MiRNAs expresados diferencialmente entre IGD y controles
Para descubrir los miRNAs asociados con IGD, adoptamos un enfoque de dos pasos (descubrimiento y validación independiente). El diseño del estudio y la estrategia general se ilustran en la Figura S1 en Material complementario. En la etapa de descubrimiento, analizamos los perfiles de expresión de miARN de muestras de 51 (25 IGD y controles de 26) utilizando la matriz de miARN que contiene miARN de 384. Se encontró que los niveles de expresión de los miRNAs de 10 eran significativamente diferentes entre los grupos de control e IGD (Tabla (Table2) .2). Los niveles de expresión relativos de estos miRNAs 10 se muestran en la Figura Figura1.1. Entre ellos, dos (hsa-miR-423-5p y hsa-miR-483-5p) estaban regulados al alza y ocho (hsa-miR-15b-5p, hsa-miR-26b-5p, hsa-miN-RNXXX) hsa-miR-29b-3p, hsa-miR-125c-5p, hsa-miR-200c-3p, hsa-miR-337-5p, y hsa-miR-411-5p) fueron descargados
Tabla 2
MicroRNAs expresados diferencialmente (miRNAs) y cambios en el pliegue.
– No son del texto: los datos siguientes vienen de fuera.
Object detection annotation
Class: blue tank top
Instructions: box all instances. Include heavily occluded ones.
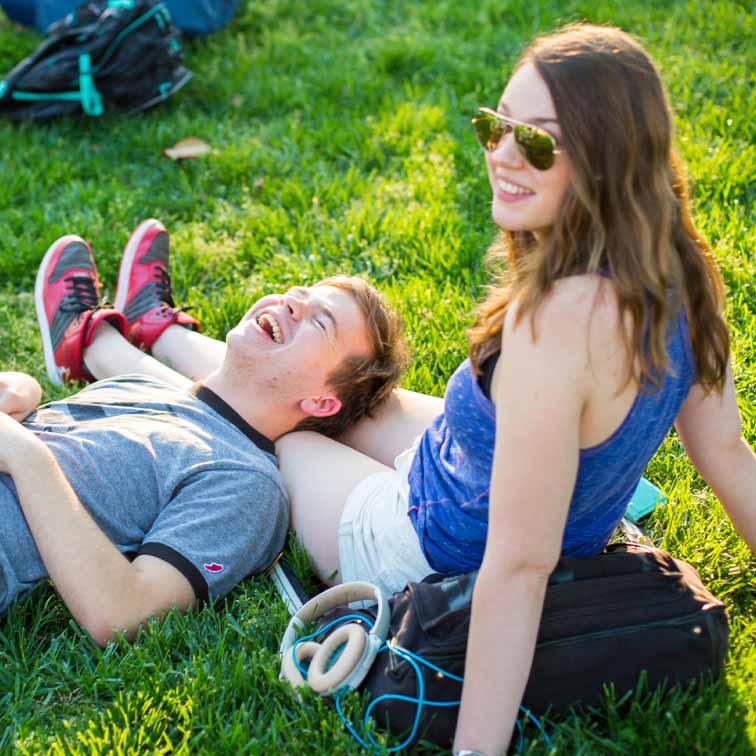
[409,312,695,574]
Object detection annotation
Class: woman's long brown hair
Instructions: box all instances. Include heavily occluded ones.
[469,24,730,391]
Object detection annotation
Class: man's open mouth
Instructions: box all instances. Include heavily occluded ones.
[257,312,283,344]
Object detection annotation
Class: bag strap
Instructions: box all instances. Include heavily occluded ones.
[0,53,105,116]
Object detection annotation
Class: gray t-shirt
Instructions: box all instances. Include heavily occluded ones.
[0,374,288,612]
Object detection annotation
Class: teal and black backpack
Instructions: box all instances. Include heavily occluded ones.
[0,0,192,121]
miRNA | Descubrimiento de moléculas | Validación | Conjunto | |||
---|---|---|---|---|---|---|
P-valor | Doble cambio | P-valor | Doble cambio | P-valor | Doble cambio | |
hsa-miR-15b-5p | 0.033 | 0.829 | 0.694 | 1.119 | 0.381 | 0.947 |
hsa-miR-26b-5pa | 0.008 | 0.871 | 0.049 | 0.841 | 0.013 | 0.857 |
hsa-miR-29b-3p | 0.005 | 0.400 | 0.560 | 1.187 | 0.089 | 0.647 |
hsa-miR-125b-5p | 0.021 | 0.582 | 0.290 | 0.950 | 0.069 | 0.723 |
hsa-miR-200c-3pa | 0.011 | 0.336 | 0.003 | 0.542 | 2.93 × 10-5 | 0.415 |
hsa-miR-337c-5p | 0.009 | 0.385 | 0.582 | 0.872 | 0.020 | 0.553 |
hsa-miR-411-5p | 0.004 | 0.322 | 0.336 | 1.282 | 0.158 | 0.595 |
hsa-miR-423-5p | 0.026 | 1.387 | 0.189 | 0.955 | 0.518 | 1.175 |
hsa-miR-483-5p | 0.018 | 1.861 | 0.765 | 1.413 | 0.211 | 1.647 |
hsa-miR-652-3pa | 0.019 | 0.715 | 0.049 | 0.877 | 0.011 | 0.782 |
aLos miRNAs se alteraron significativamente tanto en el descubrimiento como en la validación de forma consistente..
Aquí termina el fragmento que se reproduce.